Tue 02 Jul

Five Foraged Seafood Species You Need to Try

Did you know the tradition of eating seafood is as old as our country itself? Indigenous Australians not only foraged for a range of species, but also developed sophisticated infrastructure such as traps, nets, and stone weirs to sustainably fish Australia's estuary systems. 

While commercial fishing methods have evolved significantly over the years, many consumers aren't aware of just how many Australian seafood species are still hand-harvested. From urchins to oysters, foraged seafood is responsibly sourced, diverse, and (most of all) delicious.  

National NAIDOC Week celebrations are held across Australia in the first week of July each year (Sunday to Sunday), to celebrate and recognise the history, culture and achievements of Aboriginal and Torres Strait Islander peoples... Making right now the perfect opportunity to delve a bit deeper into this topic.

Here are five of our favourite foraged species that we think you should try, if you haven’t already!    

Note: If you want to try foraging these species for yourself, make sure to do your research on the licenses required, and relevant catch limits in your area. All species mentioned are available for purchase at Sydney Fish Market.  


Sea Urchin  

Australians truly don't know how lucky they are to have near-endless supply of cheap Sea Urchin on our doorstep. One of the most highly prized seafood species in the world, a bowl of Uni and rice could set you back up to $40 in Tokyo, while they sell for only $5 a pop at Sydney Fish Market.  

Not only are Sea Urchin hand-harvested by divers, but they are also a pest species, meaning that their harvest actually improves coastal ecosystems!   


Cockles and Pipi  

Indigenous Australians have harvested Pipi (also known as Goolwa Cockles in South Australia) for the past 10,000 years.
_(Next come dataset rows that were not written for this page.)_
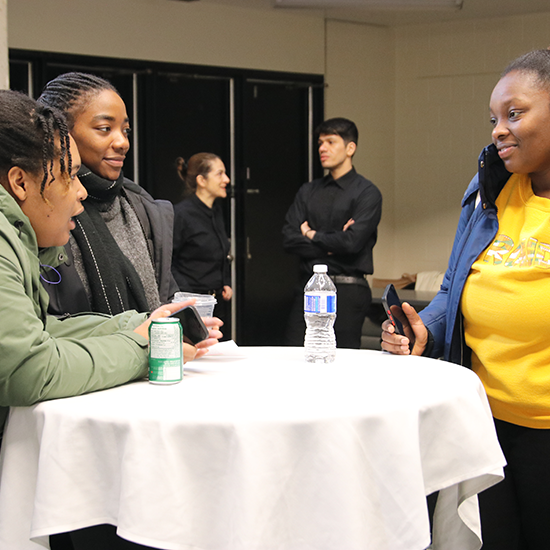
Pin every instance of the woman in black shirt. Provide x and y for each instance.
(200, 261)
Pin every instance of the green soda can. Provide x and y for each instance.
(165, 351)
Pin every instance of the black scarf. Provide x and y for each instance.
(114, 283)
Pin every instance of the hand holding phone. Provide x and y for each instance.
(392, 307)
(193, 328)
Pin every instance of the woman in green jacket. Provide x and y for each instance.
(44, 357)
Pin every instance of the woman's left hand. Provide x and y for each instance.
(227, 293)
(213, 325)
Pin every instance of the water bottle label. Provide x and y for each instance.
(319, 302)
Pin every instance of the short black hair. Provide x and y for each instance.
(29, 133)
(342, 127)
(69, 92)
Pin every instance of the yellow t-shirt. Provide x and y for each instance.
(506, 307)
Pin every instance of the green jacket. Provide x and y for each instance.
(42, 357)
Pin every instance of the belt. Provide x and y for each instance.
(349, 280)
(215, 293)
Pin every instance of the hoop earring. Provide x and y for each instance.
(46, 280)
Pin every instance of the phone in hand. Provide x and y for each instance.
(193, 328)
(392, 303)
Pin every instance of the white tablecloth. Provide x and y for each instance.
(262, 452)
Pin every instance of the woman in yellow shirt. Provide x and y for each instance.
(491, 313)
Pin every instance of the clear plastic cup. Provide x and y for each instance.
(205, 302)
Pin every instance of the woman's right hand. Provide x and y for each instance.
(163, 311)
(416, 333)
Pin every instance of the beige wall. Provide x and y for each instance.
(166, 30)
(419, 94)
(4, 72)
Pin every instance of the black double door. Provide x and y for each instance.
(262, 130)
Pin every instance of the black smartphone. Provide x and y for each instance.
(194, 330)
(391, 303)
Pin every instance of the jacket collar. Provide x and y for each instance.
(342, 181)
(23, 230)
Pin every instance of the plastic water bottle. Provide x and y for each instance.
(320, 314)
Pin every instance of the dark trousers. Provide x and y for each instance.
(515, 513)
(352, 304)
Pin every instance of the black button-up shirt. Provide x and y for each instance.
(200, 260)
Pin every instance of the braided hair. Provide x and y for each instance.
(72, 92)
(32, 137)
(198, 165)
(537, 63)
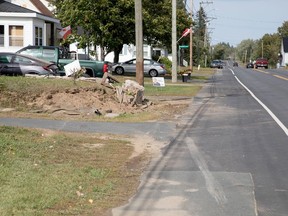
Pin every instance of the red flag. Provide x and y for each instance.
(65, 32)
(186, 32)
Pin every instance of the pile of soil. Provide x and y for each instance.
(91, 101)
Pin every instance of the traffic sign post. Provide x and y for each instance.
(183, 46)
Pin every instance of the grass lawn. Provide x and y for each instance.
(59, 173)
(56, 173)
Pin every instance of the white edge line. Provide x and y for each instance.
(282, 126)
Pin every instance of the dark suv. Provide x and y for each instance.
(261, 62)
(216, 64)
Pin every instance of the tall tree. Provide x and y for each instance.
(111, 23)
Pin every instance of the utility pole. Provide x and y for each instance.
(139, 42)
(174, 42)
(191, 39)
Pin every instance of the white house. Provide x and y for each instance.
(20, 26)
(31, 22)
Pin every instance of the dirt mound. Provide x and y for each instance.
(84, 101)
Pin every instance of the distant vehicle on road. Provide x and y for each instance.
(13, 64)
(216, 64)
(261, 62)
(151, 67)
(250, 65)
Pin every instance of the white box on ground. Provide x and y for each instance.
(72, 67)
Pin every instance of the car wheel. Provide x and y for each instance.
(153, 73)
(119, 70)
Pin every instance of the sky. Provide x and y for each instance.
(232, 21)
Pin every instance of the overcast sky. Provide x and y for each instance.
(235, 20)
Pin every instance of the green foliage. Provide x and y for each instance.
(168, 64)
(111, 24)
(222, 51)
(283, 30)
(44, 173)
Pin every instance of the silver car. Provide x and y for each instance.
(151, 67)
(13, 64)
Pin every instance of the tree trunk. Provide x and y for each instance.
(117, 52)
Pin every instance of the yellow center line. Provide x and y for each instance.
(280, 77)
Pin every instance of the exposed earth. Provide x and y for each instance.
(93, 102)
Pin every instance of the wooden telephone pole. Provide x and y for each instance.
(191, 39)
(139, 43)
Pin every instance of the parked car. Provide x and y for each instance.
(61, 57)
(250, 65)
(261, 62)
(216, 64)
(151, 67)
(13, 64)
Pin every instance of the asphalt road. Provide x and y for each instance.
(226, 156)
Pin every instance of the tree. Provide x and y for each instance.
(283, 30)
(246, 50)
(222, 51)
(269, 47)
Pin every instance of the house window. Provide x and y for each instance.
(1, 35)
(38, 36)
(15, 35)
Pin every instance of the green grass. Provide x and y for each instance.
(58, 173)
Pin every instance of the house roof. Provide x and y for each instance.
(41, 7)
(13, 8)
(285, 44)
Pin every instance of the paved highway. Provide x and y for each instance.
(227, 156)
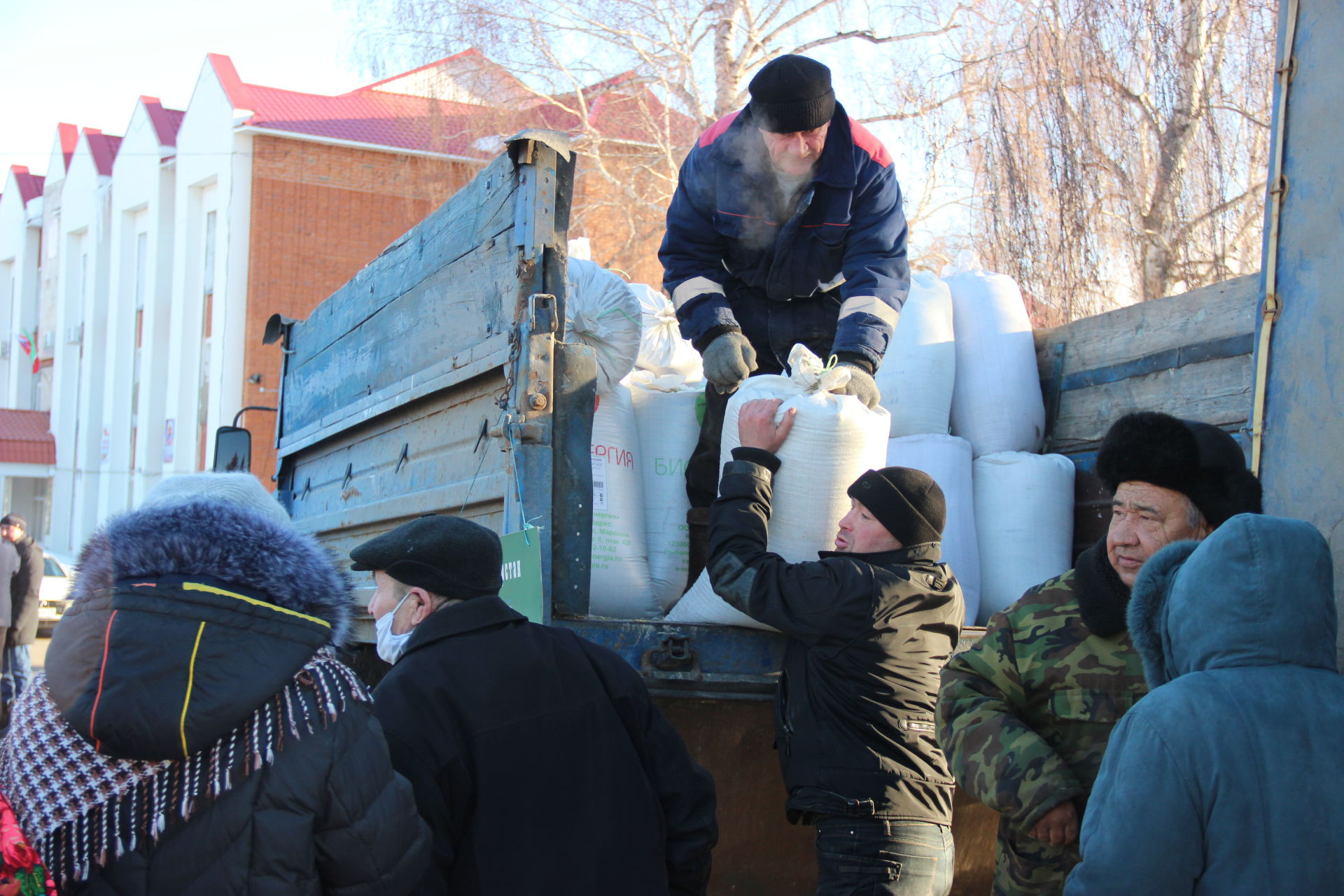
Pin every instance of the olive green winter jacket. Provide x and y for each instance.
(1025, 716)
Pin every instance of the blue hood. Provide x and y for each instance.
(1256, 593)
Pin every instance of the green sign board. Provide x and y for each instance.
(522, 573)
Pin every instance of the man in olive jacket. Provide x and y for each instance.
(1026, 713)
(870, 625)
(24, 599)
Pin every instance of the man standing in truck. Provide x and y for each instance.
(1026, 713)
(785, 227)
(537, 757)
(870, 624)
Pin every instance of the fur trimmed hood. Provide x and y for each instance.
(222, 542)
(186, 618)
(1256, 593)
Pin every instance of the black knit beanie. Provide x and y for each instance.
(1198, 460)
(790, 94)
(907, 503)
(445, 555)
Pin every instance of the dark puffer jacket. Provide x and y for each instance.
(867, 637)
(192, 633)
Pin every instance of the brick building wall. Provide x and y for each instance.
(319, 214)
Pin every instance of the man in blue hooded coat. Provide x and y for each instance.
(1226, 777)
(787, 227)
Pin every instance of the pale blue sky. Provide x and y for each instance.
(88, 61)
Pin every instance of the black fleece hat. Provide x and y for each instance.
(792, 93)
(445, 555)
(1198, 460)
(907, 503)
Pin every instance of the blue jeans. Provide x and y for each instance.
(875, 858)
(15, 672)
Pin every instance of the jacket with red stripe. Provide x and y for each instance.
(726, 253)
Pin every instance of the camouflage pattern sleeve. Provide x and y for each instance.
(992, 752)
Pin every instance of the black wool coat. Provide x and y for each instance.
(867, 637)
(540, 763)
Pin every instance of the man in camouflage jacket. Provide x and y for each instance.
(1026, 713)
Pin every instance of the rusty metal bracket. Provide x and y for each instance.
(672, 654)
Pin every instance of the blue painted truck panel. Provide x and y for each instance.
(1304, 422)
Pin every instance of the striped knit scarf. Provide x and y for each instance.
(83, 809)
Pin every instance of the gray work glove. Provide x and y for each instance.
(860, 384)
(729, 360)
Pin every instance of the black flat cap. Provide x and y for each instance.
(445, 555)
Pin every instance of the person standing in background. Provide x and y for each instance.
(24, 589)
(8, 567)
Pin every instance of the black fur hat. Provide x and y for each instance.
(1198, 460)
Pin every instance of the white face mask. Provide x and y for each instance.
(390, 645)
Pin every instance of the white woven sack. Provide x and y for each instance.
(996, 400)
(601, 312)
(946, 458)
(1025, 523)
(663, 352)
(917, 374)
(664, 413)
(620, 573)
(834, 441)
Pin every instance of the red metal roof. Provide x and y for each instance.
(26, 437)
(371, 117)
(166, 121)
(102, 148)
(30, 186)
(620, 108)
(69, 136)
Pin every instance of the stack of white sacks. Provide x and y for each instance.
(961, 358)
This is confirmed by the fact that middens in the vicinity of the Murray River mouth in South Australia are composed almost exclusively of the shells of adult Pipi. Many Australians, Indigenous or not, have childhood memories of digging through the sand for Pipi or Periwinkles on family holidays or at their local beach.  

The great news is that these various foraged bivalves have not lost any of their deliciousness since then. Commercially, all of the supply of these bivalve species is hand-harvested – much by Indigenous Australians, in places such as Eden – meaning that this industry is a truly artisanal one to this day.  
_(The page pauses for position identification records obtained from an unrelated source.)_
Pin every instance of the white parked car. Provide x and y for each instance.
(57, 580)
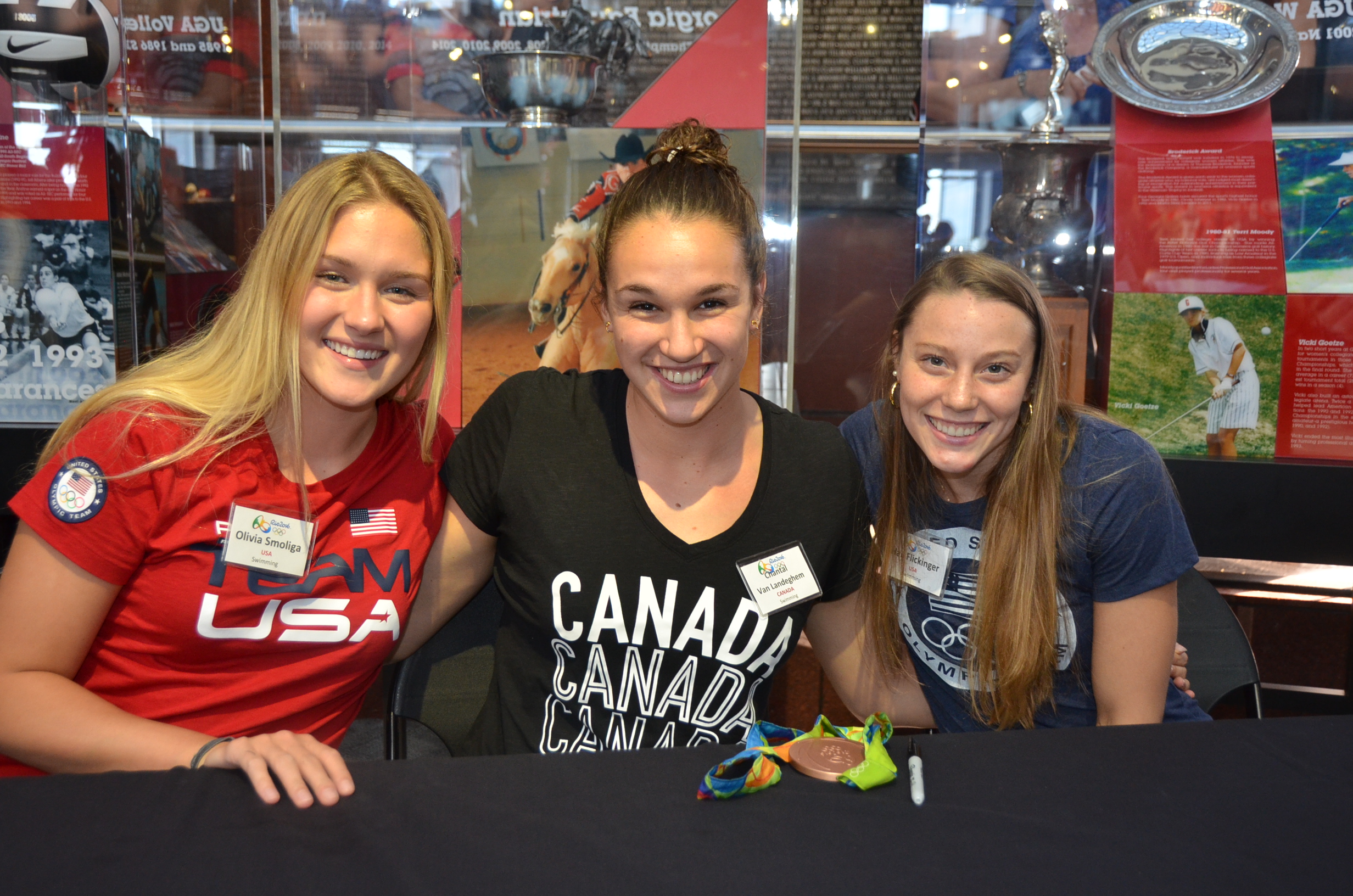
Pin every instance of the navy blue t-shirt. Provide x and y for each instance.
(1130, 537)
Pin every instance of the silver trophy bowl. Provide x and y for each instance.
(1197, 57)
(538, 87)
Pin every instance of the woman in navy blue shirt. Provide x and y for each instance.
(1053, 536)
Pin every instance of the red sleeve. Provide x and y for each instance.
(592, 201)
(102, 525)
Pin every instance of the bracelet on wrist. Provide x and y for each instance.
(208, 748)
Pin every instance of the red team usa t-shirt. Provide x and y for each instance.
(220, 649)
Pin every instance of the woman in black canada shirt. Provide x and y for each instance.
(616, 507)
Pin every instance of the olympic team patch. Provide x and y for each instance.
(79, 490)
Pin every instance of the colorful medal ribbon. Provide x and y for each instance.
(757, 768)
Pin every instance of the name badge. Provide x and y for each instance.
(267, 540)
(926, 566)
(781, 578)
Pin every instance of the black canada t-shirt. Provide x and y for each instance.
(616, 634)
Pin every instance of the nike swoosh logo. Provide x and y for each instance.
(27, 47)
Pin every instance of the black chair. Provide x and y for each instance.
(445, 682)
(1220, 656)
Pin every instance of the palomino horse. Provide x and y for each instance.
(563, 297)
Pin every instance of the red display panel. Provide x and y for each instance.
(1316, 409)
(53, 173)
(1197, 204)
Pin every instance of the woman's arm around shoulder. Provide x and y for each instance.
(51, 611)
(459, 563)
(1133, 647)
(838, 634)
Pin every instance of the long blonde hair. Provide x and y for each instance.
(228, 379)
(1013, 639)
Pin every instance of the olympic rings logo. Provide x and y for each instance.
(69, 499)
(945, 638)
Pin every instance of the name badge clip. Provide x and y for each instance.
(269, 540)
(780, 578)
(926, 565)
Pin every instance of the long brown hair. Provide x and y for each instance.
(687, 176)
(225, 380)
(1013, 639)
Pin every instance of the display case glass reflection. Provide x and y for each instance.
(416, 61)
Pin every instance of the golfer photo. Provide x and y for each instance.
(1220, 354)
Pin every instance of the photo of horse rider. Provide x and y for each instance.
(569, 274)
(531, 274)
(628, 159)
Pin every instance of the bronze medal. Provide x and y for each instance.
(826, 758)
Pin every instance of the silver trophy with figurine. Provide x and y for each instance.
(1043, 210)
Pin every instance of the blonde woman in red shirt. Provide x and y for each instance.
(130, 638)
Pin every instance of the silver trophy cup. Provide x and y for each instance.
(1042, 210)
(538, 87)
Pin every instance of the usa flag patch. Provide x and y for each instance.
(370, 522)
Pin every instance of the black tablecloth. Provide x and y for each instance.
(1188, 808)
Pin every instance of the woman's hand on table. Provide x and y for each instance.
(306, 768)
(1179, 669)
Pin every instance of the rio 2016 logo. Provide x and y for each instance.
(771, 568)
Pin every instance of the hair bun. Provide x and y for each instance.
(690, 141)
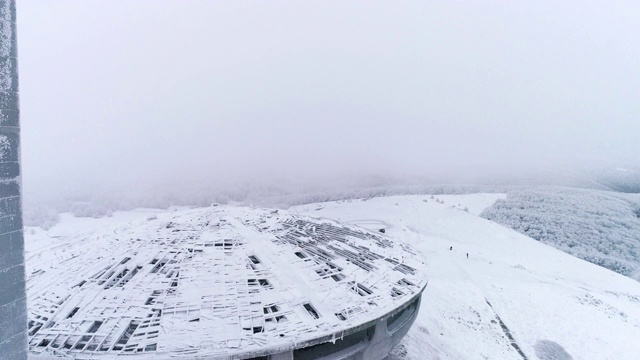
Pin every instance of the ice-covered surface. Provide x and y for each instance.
(601, 227)
(550, 303)
(213, 282)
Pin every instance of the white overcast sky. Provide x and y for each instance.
(144, 92)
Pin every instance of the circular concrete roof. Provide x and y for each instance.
(217, 282)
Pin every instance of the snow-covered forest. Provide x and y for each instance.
(598, 226)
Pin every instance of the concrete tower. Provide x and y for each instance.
(13, 309)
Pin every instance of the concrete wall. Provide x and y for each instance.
(13, 308)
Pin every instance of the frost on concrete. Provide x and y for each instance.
(12, 284)
(549, 350)
(214, 282)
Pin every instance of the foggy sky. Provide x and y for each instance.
(151, 92)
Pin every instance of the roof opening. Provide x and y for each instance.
(311, 310)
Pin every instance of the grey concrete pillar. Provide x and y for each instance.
(13, 308)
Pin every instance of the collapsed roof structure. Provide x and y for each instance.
(223, 282)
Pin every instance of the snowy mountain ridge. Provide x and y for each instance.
(512, 298)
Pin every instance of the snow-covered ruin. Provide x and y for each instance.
(224, 282)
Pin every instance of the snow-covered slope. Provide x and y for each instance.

Periwinkles and Turban Shells  

Australia's coastline is home to a range of sea snails, with the most popular for eating being Periwinkles and Turban Shells. Those who turn their nose up at eating snails are encouraged to think of France's national dish, and reconsider their position – these little guys are delicious!  

Periwinkles are harvested by hand from intertidal zones around the entire Australian coast, while Turban Shells are mostly harvested by divers off eastern Tasmania, with some excellent fishers of note working on the mid-North coast of NSW (hi, Greg Finn). Supply of these species is limited to ensure their populations stay strong, so if you find them in a retailer at Sydney Fish Market, consider it your lucky day.   
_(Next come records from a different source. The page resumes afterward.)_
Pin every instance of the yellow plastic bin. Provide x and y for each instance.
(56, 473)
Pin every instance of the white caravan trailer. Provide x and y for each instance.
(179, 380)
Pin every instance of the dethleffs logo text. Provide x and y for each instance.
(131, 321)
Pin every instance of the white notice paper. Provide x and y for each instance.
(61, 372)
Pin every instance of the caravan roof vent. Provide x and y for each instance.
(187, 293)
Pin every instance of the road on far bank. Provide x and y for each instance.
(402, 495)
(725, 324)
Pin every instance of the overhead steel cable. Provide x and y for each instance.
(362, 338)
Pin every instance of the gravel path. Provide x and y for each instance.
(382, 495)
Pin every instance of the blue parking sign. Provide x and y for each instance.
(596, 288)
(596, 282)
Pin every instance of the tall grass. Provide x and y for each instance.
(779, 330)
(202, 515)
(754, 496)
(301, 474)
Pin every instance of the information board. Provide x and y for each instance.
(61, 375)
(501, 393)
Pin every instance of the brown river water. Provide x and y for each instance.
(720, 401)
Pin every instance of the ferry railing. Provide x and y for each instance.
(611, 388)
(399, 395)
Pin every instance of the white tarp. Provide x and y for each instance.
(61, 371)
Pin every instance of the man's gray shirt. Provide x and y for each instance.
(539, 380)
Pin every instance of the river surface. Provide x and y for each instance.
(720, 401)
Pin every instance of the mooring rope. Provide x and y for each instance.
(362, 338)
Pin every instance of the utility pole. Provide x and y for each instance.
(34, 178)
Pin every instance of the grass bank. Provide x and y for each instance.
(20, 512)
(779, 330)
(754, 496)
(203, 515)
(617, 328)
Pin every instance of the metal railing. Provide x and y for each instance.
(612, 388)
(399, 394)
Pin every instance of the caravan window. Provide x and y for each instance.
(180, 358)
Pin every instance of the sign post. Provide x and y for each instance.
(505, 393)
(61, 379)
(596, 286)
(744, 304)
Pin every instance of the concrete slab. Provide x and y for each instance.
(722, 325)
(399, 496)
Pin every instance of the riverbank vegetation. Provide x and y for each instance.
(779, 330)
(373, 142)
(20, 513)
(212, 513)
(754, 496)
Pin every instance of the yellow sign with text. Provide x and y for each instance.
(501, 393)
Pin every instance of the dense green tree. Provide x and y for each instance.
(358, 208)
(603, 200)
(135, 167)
Take them home, boil or steam them in their shells for about 10 minutes (until the meat can be extracted using a fork, pin, or special pick), then serve with lashings of butter and garlic, a zingy dressing, in salads, or as a pickle.  



Before oysters were considered a luxury, they were a valuable food source for many Indigenous Australian communities. These communities historically collected oysters from rocky shores, estuaries and tidal flats. There has even been evidence found by scientists that some Aboriginal groups may have farmed oysters!  

While the commercial supply of oysters is now driven by aquaculture in various estuaries around Australia, this species is still technically and historically a foraged one.  

Some of our seafood educators have enjoyed an oyster or two straight from the rocks, but they point out that the carefully developed oysters that come from aquaculture are significantly bigger, and better developed than ones you can find yourself... So perhaps stick to slurping back a dozen from the shops unless you're feeling particularly adventurous!  



Once you’ve graduated from the above species, and you're feeling like your life lacks adventure, you’re ready to forage octopus. You’ll be part of a tradition that stretches as far back as inhabited Australia and will find out just how hard subsistence living can be on the body.   

What you’ll need to do is first, identify the territory favoured by the octopus. The only problem is that you are now on the trail of arguably the ocean’s most versatile and intelligent creature. Consider it the all-time reigning hide-and-seek champion of the sea, five hundred million years in a row.  

Fortunately, the males will be easier to find, as part of their strategy to attract a passing female is to scatter their hunting trophies around their burrows. Crab shells, bivalve shells, and any inedible refuse that can demonstrate their capacity to provide (note: this does not work on human women).   

So, if you can see a hole in the muddy or sandy bottom, surrounded by this refuse, you can assume that there is an octopus inside. Now, all you need to do is stick your precious hand inside a dark hole to grab a creature with a beak that can snip through bones like butter. It should be noted that a 5kg octopus can fit through a hole smaller than a golf ball, so you may end up with a lot more animals than you anticipated.  


Whether you try foraging for these species yourself or just purchase them from the shops, hopefully, this list has given you some appreciation of not only how labour-intensive hand-harvesting can be, but also how delicious the resultant seafood supply is, and how lucky we Australians are to have affordable access to it.